C++ Logo

sg16

Advanced search

Re: [isocpp-core] P2295 Support for UTF-8 as a portable source file encoding

From: Jens Maurer <Jens.Maurer_at_[hidden]>
Date: Sun, 12 Jun 2022 16:05:00 +0200
On 11/06/2022 18.14, William M. (Mike) Miller wrote:
> On Sat, Jun 11, 2022 at 11:55 AM Corentin <corentin.jabot_at_[hidden] <mailto:corentin.jabot_at_[hidden]>> wrote:
>
> We had previous discussions in SG16 and conversation with Hubert (who is the main stakeholder) where we all agreed that the final wording we want is
> "characters are mapped, in an implementation-defined manner, to a sequence of translation character set elements."
> Whether we do this in this paper or the other, I fundamentally do not care as long as we land on that wording.
>
> "end-of-line indicators" is an ill-defined term that was meant to cover the record case specifically , but the reformulation does that as well.
>
>
> "End-of-line indicator" is no less well-defined than "file" - it's a reference to a common concept that is not otherwise defined by this standard. If the objection is to the word "indicator," I'd be happy with a formulation like "ends of lines are represented..."

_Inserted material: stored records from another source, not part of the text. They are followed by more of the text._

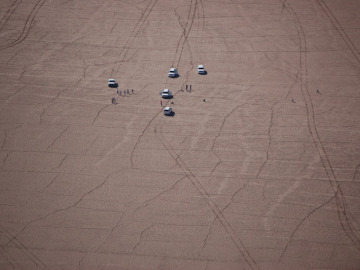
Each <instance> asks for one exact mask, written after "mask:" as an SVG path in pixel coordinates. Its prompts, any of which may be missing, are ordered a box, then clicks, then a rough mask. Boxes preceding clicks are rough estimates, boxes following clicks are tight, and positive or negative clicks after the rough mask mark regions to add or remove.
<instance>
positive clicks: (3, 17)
mask: <svg viewBox="0 0 360 270" xmlns="http://www.w3.org/2000/svg"><path fill="white" fill-rule="evenodd" d="M21 1H22V0H15V1H14V3H12V5H11V6H10V7H9V8H8V10H7V11H6V13H5V15H4V17H3V18H2V19H1V20H0V32H1V31H2V30H3V28H4V27H5V25H6V24H7V22H8V20H9V19H10V17H11V15H12V14H13V13H14V11H15V10H16V8H17V7H18V5H19V4H20V3H21Z"/></svg>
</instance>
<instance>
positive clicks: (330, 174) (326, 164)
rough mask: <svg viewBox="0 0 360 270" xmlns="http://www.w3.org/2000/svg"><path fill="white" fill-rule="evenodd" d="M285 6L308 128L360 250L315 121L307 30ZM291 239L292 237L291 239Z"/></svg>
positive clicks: (344, 222)
mask: <svg viewBox="0 0 360 270" xmlns="http://www.w3.org/2000/svg"><path fill="white" fill-rule="evenodd" d="M282 4H283V6H284V8H285V9H286V10H287V12H288V13H289V14H290V16H291V18H292V20H293V23H294V25H295V27H296V29H297V32H298V38H299V46H300V60H299V65H300V88H301V92H302V96H303V98H304V101H305V106H306V117H307V123H308V129H309V132H310V135H311V137H312V140H313V142H314V144H315V146H316V148H317V151H318V153H319V156H320V159H321V163H322V165H323V167H324V169H325V173H326V175H327V178H328V181H329V183H330V185H331V187H332V189H333V191H334V196H335V200H336V206H337V213H338V218H339V221H340V224H341V226H342V228H343V230H344V232H345V233H346V235H347V236H348V238H349V239H350V240H351V242H352V243H353V244H354V246H355V247H356V248H357V249H358V250H359V251H360V238H359V236H358V235H357V233H356V232H358V231H359V230H358V229H357V228H354V225H353V224H354V223H355V224H356V222H355V221H351V218H350V217H349V214H348V212H349V211H348V206H347V203H346V199H345V196H344V193H343V191H342V189H341V187H340V184H339V182H338V179H337V177H336V175H335V172H334V169H333V167H332V165H331V162H330V159H329V157H328V155H327V153H326V151H325V148H324V146H323V143H322V141H321V138H320V135H319V133H318V130H317V127H316V121H315V113H314V105H313V102H312V99H311V95H310V93H309V89H308V87H307V51H306V38H305V32H304V29H303V27H302V24H301V22H300V20H299V17H298V16H297V14H296V12H295V11H294V10H293V9H292V8H291V6H290V5H289V4H288V3H287V2H286V1H284V2H283V3H282ZM290 241H291V239H290Z"/></svg>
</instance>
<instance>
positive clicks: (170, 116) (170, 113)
mask: <svg viewBox="0 0 360 270" xmlns="http://www.w3.org/2000/svg"><path fill="white" fill-rule="evenodd" d="M165 116H167V117H174V116H175V112H174V111H172V112H171V113H170V114H168V115H165Z"/></svg>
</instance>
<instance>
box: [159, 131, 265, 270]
mask: <svg viewBox="0 0 360 270" xmlns="http://www.w3.org/2000/svg"><path fill="white" fill-rule="evenodd" d="M157 134H158V136H159V137H160V138H159V139H160V141H161V142H162V145H163V146H164V148H165V149H166V150H167V152H168V153H169V155H170V156H171V158H172V159H173V160H174V161H175V163H176V164H177V165H178V166H179V167H180V168H181V169H182V170H183V172H184V173H185V175H186V177H187V178H188V179H189V180H190V181H191V183H192V184H193V185H194V186H195V188H196V190H197V191H198V192H199V194H200V195H201V197H202V198H203V199H204V200H205V201H206V203H207V205H208V206H209V207H210V209H211V211H212V212H213V213H214V215H215V220H216V219H218V220H219V222H220V223H221V225H222V227H223V228H224V230H225V231H226V232H227V234H228V235H229V236H230V238H231V240H232V241H233V243H234V245H235V246H236V249H237V250H238V251H239V253H240V255H241V256H242V258H243V259H244V261H245V262H246V263H247V264H248V266H249V267H250V268H251V269H260V268H259V266H258V265H257V264H256V261H255V260H254V258H253V257H252V256H251V254H250V252H249V251H248V250H247V248H246V247H245V245H244V243H243V242H242V241H241V239H240V238H239V237H238V236H237V234H236V233H235V231H234V229H233V228H232V226H231V225H230V223H229V222H228V221H227V219H226V217H225V216H224V214H223V212H222V210H221V209H219V207H218V206H217V205H216V203H215V202H214V201H213V199H212V198H211V196H210V195H209V193H208V192H207V191H206V189H205V188H204V186H203V185H202V184H201V183H200V182H199V181H198V180H197V178H196V176H195V175H194V174H193V173H192V171H191V170H190V169H189V168H188V167H187V166H186V164H185V162H184V161H183V160H182V159H181V157H180V156H178V155H177V154H176V151H175V150H174V148H173V147H172V146H171V145H170V144H169V143H168V142H167V141H166V138H165V137H164V136H163V134H161V133H160V132H159V133H157Z"/></svg>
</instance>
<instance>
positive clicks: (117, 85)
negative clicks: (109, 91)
mask: <svg viewBox="0 0 360 270" xmlns="http://www.w3.org/2000/svg"><path fill="white" fill-rule="evenodd" d="M108 86H109V87H113V88H116V87H118V83H117V82H116V81H115V79H109V81H108Z"/></svg>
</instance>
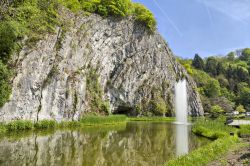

In particular in translation phase 1, I think we have to live with a few
hand-wavy terms. I think "end-of-line indicator" is good as-is,
and is pre-existing text ostensibly not in scope for the paper,
so (procedurally) fewer changes imply fewer things impeding consensus.

> The P2348 phrasing sweeps too much under the carpet. In fact, it gives the impression that only characters present in the input file can be represented in the result, which is not the case with the record-oriented file representation.

Agreed. I'm fine with using the P2348 normative formulation,
but the parenthetical (or a slight alteration thereof) should
stay regardless.

> I'd be okay with making this a note, since it's attempting to constrain implementation-defined behavior, which is sort of suspect, but I think the expectation that you get new-lines for end-of-records needs to be explicit and not just assumed.

I'm fine with a note.

off-topic: I disagree with P2348's approach of keeping end-of-line variations
throughout phases 1-4; there is no need for that. In particular, raw string
literals give you LF (only).

Jens

Received on 2022-06-12 14:05:14